87 Pumice

The Geology and Petrography of Crater Lake National Park, 1902





No. 102, from the summit of Llao Rock, is an almost pure pumice of a pinkish white color and extremely light and porous. With a magnifying glass one can detect a very few glassy plagioclase crystals, and also still fewer dark-colored pyroxene or hornblende phenocrysts, similar to the phenocrysts in the Llao Rock dacite. Under the microscope this rock presents the customary porous, pumiceous structure, with long drawn out gas pores; but the glass differs from the vitrophyric portions of the Llao Rock flow, in that the very characteristic rod-like augite microlites are almost entirely missing. A few phenocrysts of plagioclase in crystals and crystal fragments are to be seen, also an occasional hypersthene and two or three minute brown hornblende crystals. One of the plagioclase crystals was seen to contain numerous inclosures of apatite and also several dark-brown glass inclusions, in one of which was an air bubble. No. 137 is a fragment of pumice collected from the same place, and differs only in being more discolored. It contains similar phenocrysts, and also brownish glass inclosures with gas bubbles in the plagioclase. This pumice evidently is of the same character as the dacite of Llao Rock.

No. 138 is a specimen collected from a large fragment in the Pumice Desert, the north of Crater Lake. It has a brownish-yellow color and looks as though it contained more or less clayey matter. It also has a fragmental appearance as though it were a brecciated rock composed mainly of pumice. It also contains a few small fragments that appear to be andesite. Plagioclase grains are very abundant in the hand specimen, but the thin section contains hardly any, as they have probably disappeared in the grinding. A very few minute hypersthene and augite crystals and one small fragment of reddish-brown hornblende were noted.

In addition to this ordinary pumice are also fragments of a distinctly pumiceous rock of light color in which are readily seen numerous black crystals, mostly hornblende. These hornblende crystals vary in size from one-fourth of an inch downward. Probably one-eighth of an inch in length is a fair average size. One of these fragments was collected on the northeast rim of Crater Lake, east of Round Top, and another (146) from the summit of Red Cone, while two others were collected by the writer on the crater rim just south of Llao Rock (2011, a and 2013, 2 of the private collection of H. B. Patton). The ferromagnesian minerals which are very conspicuous in the hand specimen are still more apparent in the thin section, as, indeed, are also the colorless plagioclase phenocrysts. The groundmass of these specimens does not appear to differ materially from that of the more typical pumice. It is a nearly pure glass, full of elongated air cavities and more or less stained with yellowish to brownish ferritic matter. Only a few augite microlites and but little magnetite dust is to be seen. On the other hand all the minerals that have been mentioned as occurring among the phenocrysts in the Crater Lake dacites and that are there sparingly developed are unusually numerous in these specimens. The minerals here included are plagioclase, hornblende, hypersthene, and augite. All but the hornblende appear to occur in about the same sizes as in the dacites. In the case of plagioclase there is developed a very strong tendency to inclose comparatively large and irregularly lobed and more or less connected inclusions of very deep brown glass. These inclusions are not arranged around the margin in a well-defined zone, as is so frequently the case with the plagioclase phenocrysts of the andesites, but they are more evenly distributed throughout the crystal and produce a structure that may fairly be characterized as spongiform. These spongiform plagioclases are by no means as common or characteristic as they are in the dark-colored secretions whose descriptions follow; neither do all or even most of the plagioclase phenocrysts have these inclusions, but their appearance here is important as forming a link between the dacites and the inclusions in the same. Fracturing of the feldspars is very noticeable.

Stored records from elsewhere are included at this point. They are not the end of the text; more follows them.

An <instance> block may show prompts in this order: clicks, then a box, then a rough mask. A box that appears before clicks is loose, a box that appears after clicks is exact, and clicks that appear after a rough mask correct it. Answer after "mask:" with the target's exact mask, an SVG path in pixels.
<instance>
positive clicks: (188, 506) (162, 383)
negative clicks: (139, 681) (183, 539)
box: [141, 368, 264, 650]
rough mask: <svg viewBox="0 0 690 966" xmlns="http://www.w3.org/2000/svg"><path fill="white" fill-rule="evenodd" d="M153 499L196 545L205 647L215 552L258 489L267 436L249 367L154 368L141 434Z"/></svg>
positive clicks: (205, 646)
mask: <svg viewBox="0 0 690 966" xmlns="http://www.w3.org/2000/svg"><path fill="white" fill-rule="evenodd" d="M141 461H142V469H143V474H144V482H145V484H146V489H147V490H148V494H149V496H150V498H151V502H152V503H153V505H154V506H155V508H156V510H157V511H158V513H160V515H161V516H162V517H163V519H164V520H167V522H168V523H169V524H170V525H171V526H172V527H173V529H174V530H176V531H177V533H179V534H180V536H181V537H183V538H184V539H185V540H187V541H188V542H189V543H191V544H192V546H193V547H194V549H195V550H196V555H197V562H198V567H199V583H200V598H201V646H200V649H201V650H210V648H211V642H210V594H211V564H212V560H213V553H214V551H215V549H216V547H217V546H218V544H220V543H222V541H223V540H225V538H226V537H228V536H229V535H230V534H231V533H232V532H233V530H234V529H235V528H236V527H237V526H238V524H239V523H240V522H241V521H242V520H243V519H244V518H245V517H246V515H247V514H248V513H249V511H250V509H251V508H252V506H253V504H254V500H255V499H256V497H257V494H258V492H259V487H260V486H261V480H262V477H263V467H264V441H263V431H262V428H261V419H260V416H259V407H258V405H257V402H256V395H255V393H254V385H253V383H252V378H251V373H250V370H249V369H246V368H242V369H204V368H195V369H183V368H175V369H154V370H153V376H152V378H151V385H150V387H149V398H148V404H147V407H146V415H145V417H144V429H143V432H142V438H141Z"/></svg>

Hypersthene and augite occur in the same forms and with the same general properties as in the dacites. Perhaps a stronger tendency is to be noted toward rounding of the edges, particularly at the ends. Likewise inclusions of glass and especially of brown glass are more abundant. The most interesting mineral is hornblende, whose abundance is increased relatively much more than is the case with the other phenocrysts. It also occurs in very much larger crystals than are to be seen in the dacites. Except for abundance and size, however, these hornblende crystals do not present any marked peculiarities. They show a strong tendency to develop the unit prism and the clinopinacoid, but they are usually broken into fragments like the plagioclase. In color they are similar to the hornblendes of the dacites. Greenish brown predominates, but the more reddish colors are also to be seen, notably in No. 139. Magnetite occurs rather sparingly in these rocks in the form of distinct grains inclosed in the phenocrysts as well as scattered through the glass groundmass.